Owen Thomas – Languages. {Or: Get Dark & Find Yourself.}
November 27, 2012

All of us here, we have one thing in common:  we love heartbreak, and we’re consistently conflicted.  We watch Titanic and scream for Rose not to let Jack’s hand go.  We hold our breath for Dean and Cynthia in Blue Valentine, even though in the back of our minds, we want to see them crash and burn.  We prowl around on Facebook like animals under the cover of darkness, searching for the latest busted relationship.  We’re in love with broken love, because we can all relate to it in some way, shape, or form.  I don’t care if you’re married.  I don’t care if you’re single.  I don’t care what your relationship status is on a scale of one to ten – you hear a heartbreaker come on the radio, and you’re hooked.  Owen Thomas did us all a great service last year with his first solo release since the demise of his phenomenal rock band, The Elms.  This man has been through the hellfire in his relationship – and he wins the award for the most vulnerable, heart-on-your-sleeve record of the year.  I wouldn’t have wished this dark place on him, but all the same, if we got this record out of it all, maybe somehow…it was worth it.  Like Stereophonics said, “you gotta go there to come back”.

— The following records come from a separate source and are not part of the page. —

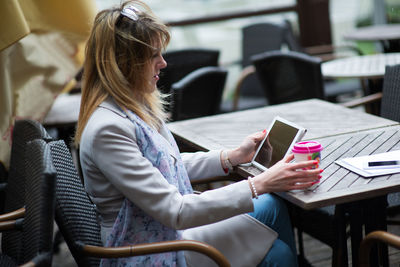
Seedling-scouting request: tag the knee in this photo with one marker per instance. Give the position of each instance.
(270, 202)
(280, 255)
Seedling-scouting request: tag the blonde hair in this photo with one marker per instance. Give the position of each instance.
(117, 57)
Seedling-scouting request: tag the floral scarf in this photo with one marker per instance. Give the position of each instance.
(133, 225)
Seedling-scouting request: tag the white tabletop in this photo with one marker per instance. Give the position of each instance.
(368, 66)
(379, 32)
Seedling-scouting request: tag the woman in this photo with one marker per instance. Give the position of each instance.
(136, 176)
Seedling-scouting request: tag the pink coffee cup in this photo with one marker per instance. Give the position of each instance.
(307, 150)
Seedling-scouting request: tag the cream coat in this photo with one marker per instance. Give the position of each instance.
(114, 168)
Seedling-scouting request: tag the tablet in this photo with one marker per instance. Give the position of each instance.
(280, 138)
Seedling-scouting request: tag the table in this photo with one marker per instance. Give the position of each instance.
(343, 133)
(367, 66)
(321, 118)
(387, 34)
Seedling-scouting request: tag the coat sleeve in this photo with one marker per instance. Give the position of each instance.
(203, 164)
(115, 152)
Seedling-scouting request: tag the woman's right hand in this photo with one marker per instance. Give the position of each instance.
(285, 176)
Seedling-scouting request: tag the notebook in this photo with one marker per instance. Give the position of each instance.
(280, 138)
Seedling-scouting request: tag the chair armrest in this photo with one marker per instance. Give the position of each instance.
(249, 70)
(363, 100)
(8, 225)
(371, 239)
(19, 213)
(329, 52)
(157, 247)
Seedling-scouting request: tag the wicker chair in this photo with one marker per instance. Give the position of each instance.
(23, 132)
(331, 234)
(289, 76)
(198, 94)
(375, 237)
(77, 220)
(182, 62)
(256, 38)
(36, 227)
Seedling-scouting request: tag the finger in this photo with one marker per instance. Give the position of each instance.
(301, 186)
(288, 158)
(305, 164)
(307, 173)
(259, 135)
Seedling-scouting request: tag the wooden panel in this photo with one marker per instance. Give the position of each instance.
(319, 117)
(338, 185)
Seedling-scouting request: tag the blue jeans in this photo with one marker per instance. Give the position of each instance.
(271, 210)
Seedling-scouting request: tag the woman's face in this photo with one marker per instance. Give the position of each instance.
(157, 63)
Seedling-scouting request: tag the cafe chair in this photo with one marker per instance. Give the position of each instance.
(375, 238)
(183, 61)
(77, 220)
(256, 38)
(333, 88)
(310, 221)
(14, 188)
(198, 94)
(387, 104)
(33, 247)
(289, 76)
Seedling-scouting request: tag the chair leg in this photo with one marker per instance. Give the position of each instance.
(339, 250)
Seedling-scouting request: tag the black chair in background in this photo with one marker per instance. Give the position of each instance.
(256, 38)
(289, 76)
(388, 104)
(182, 62)
(35, 244)
(198, 94)
(77, 220)
(310, 221)
(14, 190)
(333, 88)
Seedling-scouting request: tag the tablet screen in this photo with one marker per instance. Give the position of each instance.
(277, 143)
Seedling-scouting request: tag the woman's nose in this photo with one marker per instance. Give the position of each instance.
(163, 63)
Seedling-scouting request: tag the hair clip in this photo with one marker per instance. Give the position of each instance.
(130, 12)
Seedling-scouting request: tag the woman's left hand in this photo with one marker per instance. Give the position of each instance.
(245, 152)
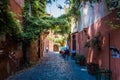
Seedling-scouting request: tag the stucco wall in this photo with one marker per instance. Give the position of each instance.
(102, 56)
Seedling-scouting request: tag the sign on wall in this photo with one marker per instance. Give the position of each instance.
(90, 13)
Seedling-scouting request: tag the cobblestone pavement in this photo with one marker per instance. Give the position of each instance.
(54, 67)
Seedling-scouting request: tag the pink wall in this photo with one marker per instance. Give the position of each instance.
(102, 57)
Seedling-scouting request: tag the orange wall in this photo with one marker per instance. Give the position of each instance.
(102, 57)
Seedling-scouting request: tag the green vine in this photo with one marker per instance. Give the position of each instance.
(60, 41)
(9, 24)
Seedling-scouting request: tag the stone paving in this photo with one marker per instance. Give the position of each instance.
(54, 67)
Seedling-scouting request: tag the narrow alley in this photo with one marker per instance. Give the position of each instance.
(54, 67)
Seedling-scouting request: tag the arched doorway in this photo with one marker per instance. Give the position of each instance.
(55, 47)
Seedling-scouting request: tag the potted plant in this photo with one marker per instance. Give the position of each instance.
(80, 59)
(92, 68)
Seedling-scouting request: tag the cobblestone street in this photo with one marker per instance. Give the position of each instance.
(54, 67)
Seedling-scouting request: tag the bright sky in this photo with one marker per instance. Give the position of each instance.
(54, 10)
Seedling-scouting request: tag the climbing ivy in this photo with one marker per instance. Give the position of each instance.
(9, 24)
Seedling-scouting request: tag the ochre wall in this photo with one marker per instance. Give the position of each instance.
(102, 56)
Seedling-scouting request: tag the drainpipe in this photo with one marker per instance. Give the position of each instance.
(109, 51)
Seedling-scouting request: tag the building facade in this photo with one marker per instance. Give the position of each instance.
(95, 22)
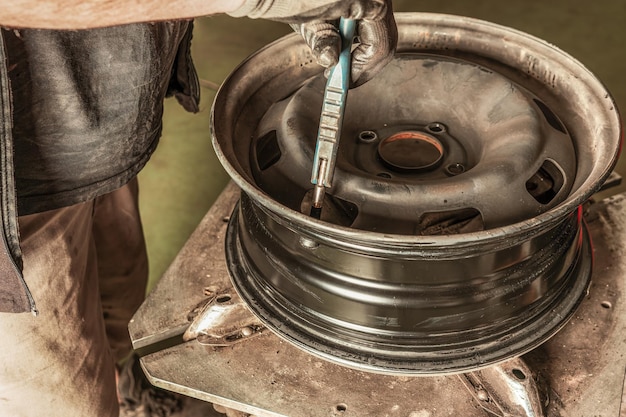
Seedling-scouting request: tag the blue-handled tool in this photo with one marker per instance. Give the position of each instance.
(331, 119)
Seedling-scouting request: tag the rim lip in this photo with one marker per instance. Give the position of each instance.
(449, 360)
(331, 233)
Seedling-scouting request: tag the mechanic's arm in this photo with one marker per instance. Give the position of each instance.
(87, 14)
(314, 19)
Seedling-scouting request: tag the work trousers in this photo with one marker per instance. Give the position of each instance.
(87, 268)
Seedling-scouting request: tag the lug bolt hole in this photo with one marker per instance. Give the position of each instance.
(436, 127)
(455, 169)
(223, 298)
(517, 373)
(368, 136)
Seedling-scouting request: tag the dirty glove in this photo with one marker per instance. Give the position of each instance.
(316, 21)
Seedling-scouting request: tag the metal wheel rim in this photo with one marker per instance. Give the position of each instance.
(282, 311)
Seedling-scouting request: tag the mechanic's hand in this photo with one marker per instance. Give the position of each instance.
(316, 21)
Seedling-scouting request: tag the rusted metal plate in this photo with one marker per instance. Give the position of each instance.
(582, 367)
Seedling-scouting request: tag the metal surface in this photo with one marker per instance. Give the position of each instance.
(476, 256)
(507, 390)
(582, 366)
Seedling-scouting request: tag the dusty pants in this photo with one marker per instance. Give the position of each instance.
(87, 269)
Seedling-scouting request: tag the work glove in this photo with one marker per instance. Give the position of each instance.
(316, 21)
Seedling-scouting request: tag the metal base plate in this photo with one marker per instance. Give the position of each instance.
(583, 365)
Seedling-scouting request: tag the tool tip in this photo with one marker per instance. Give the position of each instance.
(316, 212)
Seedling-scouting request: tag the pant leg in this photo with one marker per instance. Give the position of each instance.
(59, 363)
(122, 263)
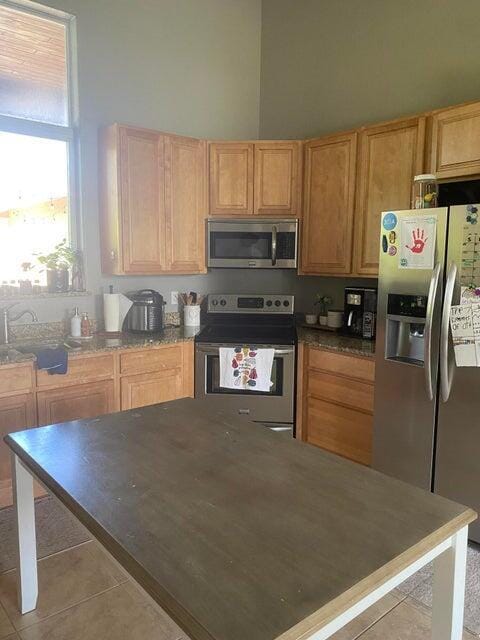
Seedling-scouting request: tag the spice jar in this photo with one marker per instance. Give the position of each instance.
(424, 191)
(85, 326)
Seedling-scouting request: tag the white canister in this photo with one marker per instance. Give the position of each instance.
(191, 315)
(335, 319)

There is not even a hint of a commercial push on these tracks.  What we have is a songwriter with a broken heart, who sat down and wrote exactly what he was feeling.  However, unlike Jack White, Owen has a sense of hope and purpose, and doesn’t let bitterness play its final hand.  This doesn’t rock like The Elms – most of these tracks fall somewhere in the middle of a ballad and a pop-rocker, with a full dose of the Midwest thrown in, and even a touch of lo-fi production.  This is completely acceptable; he fits this style well.  However, that isn’t to say the musical energy isn’t there.  Leading off with Houdini and I Don’t Miss Carin’, this man certainly knows how to write a catchy pop tune, as he’s proven time and time again.  Great as the music is, the lyrics here are the clear star and are absolutely undeniable, chronicling the various emotions that the demise of his relationship has taken him through.  If you’re looking for the heartbreak ballads, look no further than the standouts of Factors or Take It Easy, Demons – or the absolute humbleness (and desperation) of Tremble.  His wordplay is fantastic, and while these songs are heart-wrenching, they’re without a doubt beautiful.  If you like your artists transparent, you’ll want for nothing further.


If you had to listen to two tracks:  You couldn’t do it; you’d end up listening to all of them, as you should.